The Drake Equation was first proposed by Dr. Frank Drake in 1961 while working as a radio astronomer at the National Radio Astronomy Observatory in Green Bank, West Virginia.
“Before Drake's work, this question would have seemed to be beyond the realm of scientific inquiry,” Westby told Engadget. “But his equation was the first logical method at organising estimates of the various parameters upon which this number depends: for instance, Drake considered questions like ‘what fraction of all stars have at least one planet in orbit around them?’, ‘what fraction of these planets would be within the Habitable (or so-called Goldilocks) Zone?’ and ‘what fraction of these Habitable Planets would actually harbour life?’”
The formula is as follows: N=R∗ * fp * ne * fl * fi * fc * L
N is the total number of civilizations within the galaxy with which we could theoretically communicate.
R∗ is the average rate at which stars in our galaxy form.
fp is the fraction of those stars that have planets.
ne is the number of planets that can potentially support life per solar system.
fl is the fraction of those planets that actually do develop life at some point.
fi is the even smaller fraction of life-supporting planets that actually give rise to intelligent life.
Of those civilized planets, fc is the fraction that acquire technology that releases detectable signs of their existence into space such as radio signals.
Finally, L measures the lifespan of those advanced civilizations in years. In humanity’s case L is roughly 100, as that’s how many years we’ve had telecommunication technology.
“The method presented by the Drake Equation relies on estimates of quantities which are extremely hard to make scientifically,” Westby continued. Hence the liberal use of logical assumptions when assigning values to the various factors.

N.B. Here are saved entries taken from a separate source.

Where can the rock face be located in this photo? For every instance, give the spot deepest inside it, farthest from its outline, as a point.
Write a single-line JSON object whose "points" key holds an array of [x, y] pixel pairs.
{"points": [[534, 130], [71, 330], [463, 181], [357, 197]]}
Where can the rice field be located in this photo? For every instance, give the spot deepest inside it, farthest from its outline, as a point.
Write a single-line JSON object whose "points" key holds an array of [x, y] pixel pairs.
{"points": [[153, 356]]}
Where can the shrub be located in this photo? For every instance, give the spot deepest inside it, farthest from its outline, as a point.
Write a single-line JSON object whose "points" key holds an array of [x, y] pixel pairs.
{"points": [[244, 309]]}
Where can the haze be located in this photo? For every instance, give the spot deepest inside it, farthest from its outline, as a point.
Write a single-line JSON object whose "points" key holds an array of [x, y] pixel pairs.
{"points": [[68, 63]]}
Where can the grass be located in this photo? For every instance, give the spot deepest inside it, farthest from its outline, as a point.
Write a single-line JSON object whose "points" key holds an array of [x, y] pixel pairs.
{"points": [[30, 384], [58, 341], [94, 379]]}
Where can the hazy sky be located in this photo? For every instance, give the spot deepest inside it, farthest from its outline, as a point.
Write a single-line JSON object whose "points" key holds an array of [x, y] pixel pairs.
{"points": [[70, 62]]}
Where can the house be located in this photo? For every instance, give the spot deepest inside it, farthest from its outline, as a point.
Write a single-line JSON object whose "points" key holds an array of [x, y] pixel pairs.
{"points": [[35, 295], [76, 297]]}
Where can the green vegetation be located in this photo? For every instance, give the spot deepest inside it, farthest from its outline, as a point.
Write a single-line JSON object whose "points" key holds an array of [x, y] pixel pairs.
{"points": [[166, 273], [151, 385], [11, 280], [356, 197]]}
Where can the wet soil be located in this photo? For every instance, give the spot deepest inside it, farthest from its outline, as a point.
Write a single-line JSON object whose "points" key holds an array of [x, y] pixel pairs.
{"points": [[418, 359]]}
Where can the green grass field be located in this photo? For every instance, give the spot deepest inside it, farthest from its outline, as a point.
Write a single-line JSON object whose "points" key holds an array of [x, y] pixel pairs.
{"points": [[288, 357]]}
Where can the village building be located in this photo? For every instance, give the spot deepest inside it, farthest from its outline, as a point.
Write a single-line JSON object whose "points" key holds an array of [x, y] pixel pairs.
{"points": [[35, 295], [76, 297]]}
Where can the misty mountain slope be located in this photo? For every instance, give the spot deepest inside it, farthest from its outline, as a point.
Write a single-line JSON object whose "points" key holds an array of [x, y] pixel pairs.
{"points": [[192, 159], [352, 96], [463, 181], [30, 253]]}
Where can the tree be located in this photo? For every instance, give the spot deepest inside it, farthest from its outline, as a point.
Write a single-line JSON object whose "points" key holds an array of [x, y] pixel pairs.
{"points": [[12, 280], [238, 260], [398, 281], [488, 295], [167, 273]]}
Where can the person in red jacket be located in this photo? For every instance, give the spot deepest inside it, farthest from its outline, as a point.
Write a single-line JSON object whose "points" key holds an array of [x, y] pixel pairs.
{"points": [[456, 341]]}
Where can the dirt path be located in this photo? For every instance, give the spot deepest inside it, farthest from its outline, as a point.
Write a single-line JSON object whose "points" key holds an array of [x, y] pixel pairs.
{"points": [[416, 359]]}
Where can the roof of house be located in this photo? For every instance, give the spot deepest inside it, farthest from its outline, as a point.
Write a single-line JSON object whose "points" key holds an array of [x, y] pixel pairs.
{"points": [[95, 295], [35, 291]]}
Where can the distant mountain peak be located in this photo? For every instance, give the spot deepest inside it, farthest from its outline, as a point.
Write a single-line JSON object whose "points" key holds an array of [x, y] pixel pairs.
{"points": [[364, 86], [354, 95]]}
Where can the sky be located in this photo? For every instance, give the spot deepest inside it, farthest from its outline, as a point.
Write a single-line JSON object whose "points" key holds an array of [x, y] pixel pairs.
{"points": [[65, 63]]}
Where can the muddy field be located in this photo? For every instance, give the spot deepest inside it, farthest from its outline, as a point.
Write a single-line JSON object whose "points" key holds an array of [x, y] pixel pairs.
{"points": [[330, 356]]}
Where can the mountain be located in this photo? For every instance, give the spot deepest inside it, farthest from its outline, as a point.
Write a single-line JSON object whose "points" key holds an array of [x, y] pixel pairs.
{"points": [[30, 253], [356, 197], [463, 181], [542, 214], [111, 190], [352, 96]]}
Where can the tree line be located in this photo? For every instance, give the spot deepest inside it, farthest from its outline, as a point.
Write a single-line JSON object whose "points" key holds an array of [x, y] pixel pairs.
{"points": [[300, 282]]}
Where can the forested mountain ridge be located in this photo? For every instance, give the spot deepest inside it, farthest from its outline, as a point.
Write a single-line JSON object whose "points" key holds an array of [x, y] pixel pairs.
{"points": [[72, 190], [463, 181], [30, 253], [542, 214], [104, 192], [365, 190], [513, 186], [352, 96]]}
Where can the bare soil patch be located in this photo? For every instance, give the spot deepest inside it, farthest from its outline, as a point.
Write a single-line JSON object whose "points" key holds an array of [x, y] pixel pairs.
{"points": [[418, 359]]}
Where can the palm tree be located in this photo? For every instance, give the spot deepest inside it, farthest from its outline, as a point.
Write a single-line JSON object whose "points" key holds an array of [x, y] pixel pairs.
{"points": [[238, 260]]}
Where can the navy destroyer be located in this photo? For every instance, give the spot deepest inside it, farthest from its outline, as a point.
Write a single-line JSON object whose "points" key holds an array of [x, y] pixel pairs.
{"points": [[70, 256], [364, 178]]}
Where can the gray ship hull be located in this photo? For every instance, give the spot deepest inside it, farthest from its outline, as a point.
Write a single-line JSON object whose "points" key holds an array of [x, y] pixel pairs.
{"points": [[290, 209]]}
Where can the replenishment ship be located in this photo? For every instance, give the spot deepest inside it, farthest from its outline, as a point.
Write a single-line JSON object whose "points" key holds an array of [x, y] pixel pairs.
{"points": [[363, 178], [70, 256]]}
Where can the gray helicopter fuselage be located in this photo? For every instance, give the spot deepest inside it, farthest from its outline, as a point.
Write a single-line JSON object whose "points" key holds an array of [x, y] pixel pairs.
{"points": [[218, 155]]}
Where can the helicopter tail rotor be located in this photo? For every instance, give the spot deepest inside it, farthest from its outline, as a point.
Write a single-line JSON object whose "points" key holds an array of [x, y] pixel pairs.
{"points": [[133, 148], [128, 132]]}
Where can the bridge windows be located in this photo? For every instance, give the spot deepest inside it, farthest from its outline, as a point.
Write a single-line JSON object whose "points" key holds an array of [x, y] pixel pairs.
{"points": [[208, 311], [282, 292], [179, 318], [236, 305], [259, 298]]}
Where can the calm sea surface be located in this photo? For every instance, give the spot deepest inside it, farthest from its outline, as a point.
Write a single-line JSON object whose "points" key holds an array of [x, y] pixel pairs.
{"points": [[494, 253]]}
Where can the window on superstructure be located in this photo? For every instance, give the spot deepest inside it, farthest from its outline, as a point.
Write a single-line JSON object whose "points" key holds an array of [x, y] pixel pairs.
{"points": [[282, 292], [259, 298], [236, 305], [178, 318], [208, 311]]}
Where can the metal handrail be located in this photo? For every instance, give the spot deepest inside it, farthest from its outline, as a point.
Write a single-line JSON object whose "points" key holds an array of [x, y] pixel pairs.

Westby and Conselice are far from the first team to fiddle with Drake’s Equation. “What we have done is to re-examine the question of how many Communicating ExtraTerrestrial Intelligences (CETI) could potentially exist in our Galaxy, but this time, based on much more solid, Astrophysical grounds,” Westby said.
“In our study, we replace many of the terms in the original Drake Equation with values which we can realistically calculate from solid Astrophysical models, such as what fraction of the stars in the Milky Way have sufficient chemical richness to produce environments suitable to life, and what fraction of these are long-lived enough so that life can become established.” he continued. “These are parameters which can be evaluated based on well-known stellar physics.”
For example, we know that it took humanity roughly 5 billion years to crawl out of the primordial soup and achieve the level of technology we have today. So if the Principle of Mediocrity holds, that means it would likely take an alien civilization somewhere between 4.5 and 6.5 billion years to do the same. Westby and Conselice then sought to figure out how many stars in the Milky Way are older than 5 billion years. Turns out, based on the established physics of the stellar formation process, that a whopping 96 percent of the stars in our galaxy are more than 5 billion years old.
But it’s not just a matter of how many stars there are but also their chemical composition. “Our Sun, for instance, is mainly Hydrogen and Helium,” Westby said. “But it must have formed from a cloud of material which contained trace amounts of higher-mass elements, including the Carbon, Nitrogen, Oxygen, etc upon which living things depend.”
“Again, we applied the Principle of Mediocrity to allow us to make the assumption that any environment, with the same balance of heavier elements, should stand a more-or-less equal chance of forming planets and the chemical requirements for life.”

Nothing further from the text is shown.